3rd case: file-descriptor passing via AF_UNIX. Further mechanisms
(like kdbus) might allow fd-passing in the future, so I would reword
this to an example, not a definite list.

Also note that in you examples (opening /proc or fork()) you have a
natural trust-relationship as you run as the same uid. So in those
cases sealing is usually not needed.

> .RS
> .IP * 3
> The second process is created via
> .BR fork (2)
> and thus automatically inherits the file descriptor and mapping.
> .IP *
> The second process opens the file
> .IR /proc/<pd>/fd/<fd> ,
> where
> .I <pid>
> is the PID of the first process (the one that called
> .BR memfd_create ()),
> and
> .I <fd>
> is the number of the file descriptor returned by the call to
> .BR memfd_create ()
> in that process.
> The second process then maps the file using
> .BR mmap (2).
> .RE
> .IP 5.
> The second process uses the
> .BR fcntl (2)
> .B F_GET_SEALS
> operation to retrieve the bit mask of seals
> that has been applied to the file.
> This bit mask can be inspected in order to determine
> what kinds of restrictions have been placed on file modifications.

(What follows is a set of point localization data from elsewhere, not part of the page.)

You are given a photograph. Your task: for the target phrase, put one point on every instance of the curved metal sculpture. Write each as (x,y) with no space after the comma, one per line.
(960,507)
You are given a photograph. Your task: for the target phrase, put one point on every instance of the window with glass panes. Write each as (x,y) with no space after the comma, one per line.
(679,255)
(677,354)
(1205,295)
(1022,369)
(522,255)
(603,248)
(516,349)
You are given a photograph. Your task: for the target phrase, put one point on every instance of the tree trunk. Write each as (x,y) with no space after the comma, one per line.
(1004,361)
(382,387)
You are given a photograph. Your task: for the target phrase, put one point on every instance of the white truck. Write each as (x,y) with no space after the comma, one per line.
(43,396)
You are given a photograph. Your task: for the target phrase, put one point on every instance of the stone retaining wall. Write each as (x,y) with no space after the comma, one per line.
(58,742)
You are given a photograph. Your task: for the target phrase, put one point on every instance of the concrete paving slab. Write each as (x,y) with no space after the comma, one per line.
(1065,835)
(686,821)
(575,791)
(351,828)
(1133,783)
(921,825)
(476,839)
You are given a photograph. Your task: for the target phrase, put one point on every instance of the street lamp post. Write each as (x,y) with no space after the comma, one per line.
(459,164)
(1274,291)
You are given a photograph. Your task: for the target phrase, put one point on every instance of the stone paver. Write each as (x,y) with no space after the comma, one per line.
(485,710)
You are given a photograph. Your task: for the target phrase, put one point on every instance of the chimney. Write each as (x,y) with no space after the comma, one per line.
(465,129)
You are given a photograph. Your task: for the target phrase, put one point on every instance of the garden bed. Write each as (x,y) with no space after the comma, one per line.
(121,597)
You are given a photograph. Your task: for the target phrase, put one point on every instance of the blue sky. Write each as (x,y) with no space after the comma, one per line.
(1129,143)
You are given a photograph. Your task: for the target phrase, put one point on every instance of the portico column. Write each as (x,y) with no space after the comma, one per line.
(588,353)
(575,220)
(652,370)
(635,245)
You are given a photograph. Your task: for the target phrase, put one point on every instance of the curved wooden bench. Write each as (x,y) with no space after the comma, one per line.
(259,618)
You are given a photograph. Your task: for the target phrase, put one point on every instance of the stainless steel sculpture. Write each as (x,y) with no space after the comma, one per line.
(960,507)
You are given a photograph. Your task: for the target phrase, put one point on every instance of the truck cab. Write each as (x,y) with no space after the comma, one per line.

> If desired, the second process can apply further seals
> to impose additional restrictions (so long as the
> .BR F_SEAL_SEAL
> seal has not yet been applied).
> .\" FIXME I added the EXAMPLE section below. Please review.
> .SH EXAMPLE
> Below are shown two example programs that demonstrate the use of
> .BR memfd_create ()
> and the file sealing API.
>
> The first program,
> .IR t_memfd_create.c ,
> creates a
> .I tmpfs
> file using
> .BR memfd_create (),
> sets a size for the file, maps it into memory,
> and optionally places some seals on the file.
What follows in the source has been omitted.